Meet the artisans, discover their expertise, and share their passion.

Creators

Forging an object’s character.

Blacksmith Thomas Lefebvre brings metal to life through his modern twist on this ancestral art.

An artisan by trade, Thomas compares forging to sculpture: “I move solid material that's been softened by using heat,” he explains. Magic happens between the hammer and the anvil. “I hammer hard, using the moulds and patterns that will allow me to give the object the final shape that I want.” Since he was a teenager, the artisan has been following in the footsteps of his father, who is also a blacksmith. “We have pretty different styles,” Thomas points out. He has now been working independently for the last 8 years.

Thomas concentrates on the design of objects in his work. “I mostly make tools that are useful in day-to-day life and are forged out of metal,” he says. “I focus on decorative functionality, meaning that I produce objects that are aesthetically interesting, but that are also functional.” Thomas takes the time to give his creations a personal touch.

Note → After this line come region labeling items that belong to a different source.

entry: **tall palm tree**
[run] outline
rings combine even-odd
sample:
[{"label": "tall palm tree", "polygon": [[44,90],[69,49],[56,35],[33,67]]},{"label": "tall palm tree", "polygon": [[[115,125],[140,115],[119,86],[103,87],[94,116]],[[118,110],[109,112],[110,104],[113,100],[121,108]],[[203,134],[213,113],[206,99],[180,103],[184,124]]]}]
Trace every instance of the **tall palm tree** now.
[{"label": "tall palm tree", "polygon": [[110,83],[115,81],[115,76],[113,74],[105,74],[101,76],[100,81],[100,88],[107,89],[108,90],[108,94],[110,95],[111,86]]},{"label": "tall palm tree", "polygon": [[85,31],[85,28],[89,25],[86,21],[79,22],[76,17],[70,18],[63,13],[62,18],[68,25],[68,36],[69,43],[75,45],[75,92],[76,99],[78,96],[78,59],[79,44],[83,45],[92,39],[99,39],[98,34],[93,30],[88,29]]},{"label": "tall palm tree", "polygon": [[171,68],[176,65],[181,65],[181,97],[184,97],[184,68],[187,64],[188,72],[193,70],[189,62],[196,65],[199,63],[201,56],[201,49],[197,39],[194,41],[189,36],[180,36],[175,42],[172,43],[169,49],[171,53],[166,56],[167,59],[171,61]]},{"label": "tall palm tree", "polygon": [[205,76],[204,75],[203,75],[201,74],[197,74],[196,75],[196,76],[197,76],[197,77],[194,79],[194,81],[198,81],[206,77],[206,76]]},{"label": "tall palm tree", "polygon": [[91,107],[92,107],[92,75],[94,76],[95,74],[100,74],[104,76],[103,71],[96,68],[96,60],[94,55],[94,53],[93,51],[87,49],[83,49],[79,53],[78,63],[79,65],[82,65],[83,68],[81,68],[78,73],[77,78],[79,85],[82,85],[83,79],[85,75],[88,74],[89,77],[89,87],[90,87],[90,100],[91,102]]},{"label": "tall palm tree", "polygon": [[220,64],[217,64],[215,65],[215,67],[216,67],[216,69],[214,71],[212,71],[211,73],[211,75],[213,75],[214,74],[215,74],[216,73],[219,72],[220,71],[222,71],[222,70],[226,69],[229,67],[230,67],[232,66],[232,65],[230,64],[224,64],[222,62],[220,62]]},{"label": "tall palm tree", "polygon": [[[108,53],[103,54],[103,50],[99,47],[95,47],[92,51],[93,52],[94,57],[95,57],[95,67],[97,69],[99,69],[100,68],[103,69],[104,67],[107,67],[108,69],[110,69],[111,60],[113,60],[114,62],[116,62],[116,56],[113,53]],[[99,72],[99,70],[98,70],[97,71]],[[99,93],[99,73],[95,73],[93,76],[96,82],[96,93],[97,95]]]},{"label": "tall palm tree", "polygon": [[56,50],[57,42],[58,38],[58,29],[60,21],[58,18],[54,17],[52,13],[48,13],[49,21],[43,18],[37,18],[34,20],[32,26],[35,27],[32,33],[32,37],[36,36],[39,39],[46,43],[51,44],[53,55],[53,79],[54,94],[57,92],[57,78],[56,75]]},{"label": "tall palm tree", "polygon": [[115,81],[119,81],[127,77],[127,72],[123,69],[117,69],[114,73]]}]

“I do it with a certain style and aesthetic interest. I generally go for simple and minimalistic elements. I also enjoy straight lines and dramatic contrasts, for example, between surfaces that are untouched and those that are heavily worked on.” 

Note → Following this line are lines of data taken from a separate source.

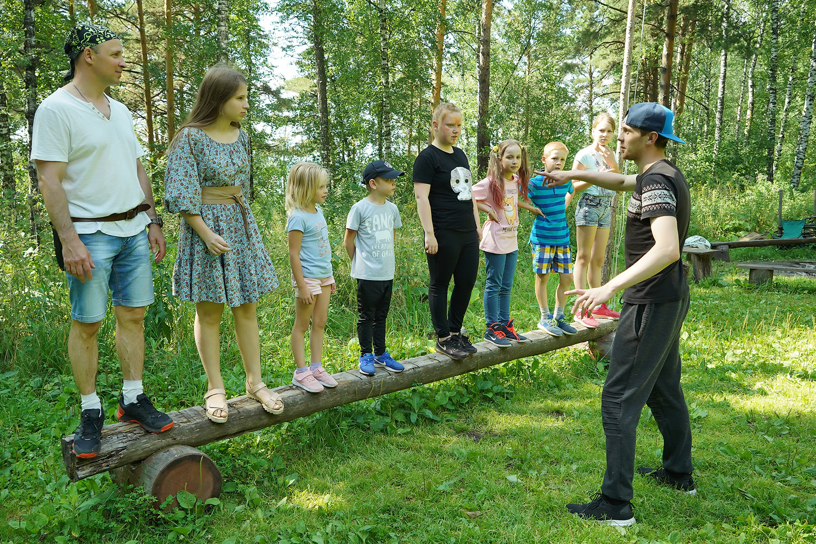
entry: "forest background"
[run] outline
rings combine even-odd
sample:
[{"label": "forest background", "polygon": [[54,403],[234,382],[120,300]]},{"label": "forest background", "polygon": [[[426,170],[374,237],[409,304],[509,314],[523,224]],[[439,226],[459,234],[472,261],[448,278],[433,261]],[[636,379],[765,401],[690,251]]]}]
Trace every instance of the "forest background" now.
[{"label": "forest background", "polygon": [[[722,263],[692,286],[684,327],[702,498],[684,502],[636,481],[641,529],[588,528],[563,511],[597,484],[603,463],[605,367],[572,349],[206,446],[226,480],[214,510],[186,498],[180,511],[155,512],[138,491],[119,492],[108,474],[71,483],[58,445],[78,421],[64,347],[69,304],[27,157],[37,105],[63,84],[63,40],[75,22],[122,36],[129,66],[109,92],[133,113],[157,200],[167,142],[206,68],[228,61],[242,69],[252,208],[282,280],[259,305],[264,369],[267,383],[280,385],[291,372],[294,313],[282,192],[295,161],[314,160],[332,173],[324,209],[339,290],[324,361],[333,372],[356,365],[354,290],[341,240],[348,208],[365,194],[359,174],[375,158],[409,172],[394,197],[404,227],[388,345],[397,358],[424,354],[431,346],[427,267],[410,172],[436,103],[463,108],[459,144],[483,173],[485,152],[504,138],[521,140],[534,161],[559,139],[571,161],[589,144],[597,112],[619,117],[623,86],[624,108],[654,100],[676,113],[676,133],[688,143],[672,144],[669,155],[691,185],[690,234],[773,232],[779,190],[785,219],[813,213],[816,160],[807,144],[816,4],[0,0],[0,540],[812,542],[816,290],[812,281],[781,277],[757,290]],[[297,71],[288,78],[270,58],[282,51]],[[522,232],[530,223],[522,215]],[[617,227],[613,272],[622,267]],[[171,288],[177,228],[166,217],[169,252],[154,267],[157,298],[145,321],[146,386],[166,409],[201,404],[206,388],[192,305]],[[735,260],[812,255],[804,246],[732,251]],[[538,319],[530,276],[520,265],[513,290],[512,315],[525,329]],[[466,317],[477,335],[481,313],[477,289]],[[106,400],[121,383],[113,328],[108,318],[100,334]],[[226,339],[230,329],[228,313],[222,365],[236,396],[243,371]],[[639,431],[659,463],[654,420],[645,417]]]}]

While Thomas may seem to have been destined for metalworking, he contemplated becoming a violin maker before turning to metal, a material that allows for more experimentation. “My training in instrument-making is still useful to me,” he explains. “For instance, measurements, precision, and accuracy are all very important aspects of instrument-making that still serve me today.” At the moment, the artisan is mostly working with mild and stainless steel. “I’ve been specializing in this material for the past few years,” he says. “I have worked very hard to find a technique to make long-lasting objects that have the charm of metalwork.” Once forged, stainless steel requires a rigorous finishing and polishing process in order to protect its appearance and keep it easy to maintain. Despite the material's modern look, the designer makes sure to leave artisanal traces. “There are still a lot of rough marks from forging, like the hammer imprints. Even if the object is polished like a mirror, we are still able to see the metalwork.”

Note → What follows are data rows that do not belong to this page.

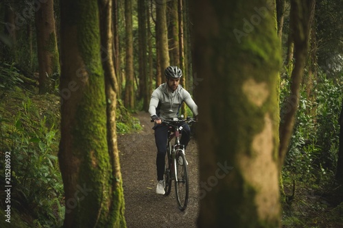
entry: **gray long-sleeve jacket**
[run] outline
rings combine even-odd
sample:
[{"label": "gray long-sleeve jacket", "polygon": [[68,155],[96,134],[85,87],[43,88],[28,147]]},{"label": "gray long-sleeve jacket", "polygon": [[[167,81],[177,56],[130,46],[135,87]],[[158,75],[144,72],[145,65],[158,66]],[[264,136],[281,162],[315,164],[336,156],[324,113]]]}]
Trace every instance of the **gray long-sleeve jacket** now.
[{"label": "gray long-sleeve jacket", "polygon": [[[150,116],[158,115],[161,119],[169,120],[177,117],[181,104],[185,101],[195,116],[198,115],[198,106],[189,92],[180,85],[172,92],[166,83],[157,88],[151,96],[149,105]],[[156,113],[159,112],[159,114]]]}]

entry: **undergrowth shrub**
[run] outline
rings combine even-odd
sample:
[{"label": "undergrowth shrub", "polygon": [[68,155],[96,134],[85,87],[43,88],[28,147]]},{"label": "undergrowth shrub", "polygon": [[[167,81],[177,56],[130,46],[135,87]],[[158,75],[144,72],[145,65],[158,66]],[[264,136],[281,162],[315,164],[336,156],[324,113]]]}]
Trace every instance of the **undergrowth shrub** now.
[{"label": "undergrowth shrub", "polygon": [[[284,166],[286,172],[317,181],[332,177],[335,170],[342,98],[340,81],[327,79],[324,74],[318,77],[318,81],[314,82],[314,99],[307,97],[305,89],[300,91],[294,133]],[[289,84],[285,79],[281,98],[287,95]]]},{"label": "undergrowth shrub", "polygon": [[[58,127],[47,127],[31,99],[12,118],[1,118],[1,148],[11,152],[12,206],[34,216],[38,227],[62,225],[63,184],[57,157]],[[4,180],[2,178],[1,180]]]}]

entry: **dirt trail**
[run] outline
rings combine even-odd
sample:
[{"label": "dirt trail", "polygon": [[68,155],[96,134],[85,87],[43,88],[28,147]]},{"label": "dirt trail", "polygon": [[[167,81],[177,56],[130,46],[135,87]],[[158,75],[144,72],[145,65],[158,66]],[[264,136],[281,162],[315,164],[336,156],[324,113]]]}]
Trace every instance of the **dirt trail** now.
[{"label": "dirt trail", "polygon": [[174,182],[168,197],[156,194],[156,149],[152,129],[153,123],[146,112],[139,112],[134,116],[139,119],[143,131],[118,136],[127,227],[196,227],[199,188],[198,157],[195,140],[191,140],[186,151],[189,162],[189,199],[187,208],[182,212],[177,207]]}]

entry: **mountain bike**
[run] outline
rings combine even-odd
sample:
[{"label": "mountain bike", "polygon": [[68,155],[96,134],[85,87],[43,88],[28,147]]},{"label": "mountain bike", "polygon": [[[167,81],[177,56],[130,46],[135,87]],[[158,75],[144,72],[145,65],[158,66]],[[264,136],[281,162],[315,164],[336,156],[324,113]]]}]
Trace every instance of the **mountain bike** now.
[{"label": "mountain bike", "polygon": [[[178,208],[184,211],[188,203],[189,181],[188,162],[185,155],[185,146],[180,142],[180,132],[183,126],[193,122],[194,119],[176,118],[172,121],[162,121],[163,123],[169,126],[168,140],[167,143],[167,153],[165,156],[165,168],[164,179],[165,181],[165,195],[170,194],[172,181],[175,182],[175,191]],[[173,140],[175,139],[175,140]]]}]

According to Thomas, there are a lot of myths about metalworking. He's trying to demystify the trade using social media, where he documents his work. “People aren’t in contact with this type of trade these days.” he says. “There used to be a blacksmith on every street corner. It was a very useful trade in people’s daily lives.” As the designer explains, there is confusion about the differences between forging and smelting. “They are two metalworking techniques. Smelting is a process of making objects by pouring liquid material into moulds. Smelted objects have very different characteristics from forged objects,” he explains.

The mystery around his profession doesn’t stop Thomas from getting lots of work. Between commercial projects, buyers’ requests, and his own line of products, every day is forged differently for Thomas.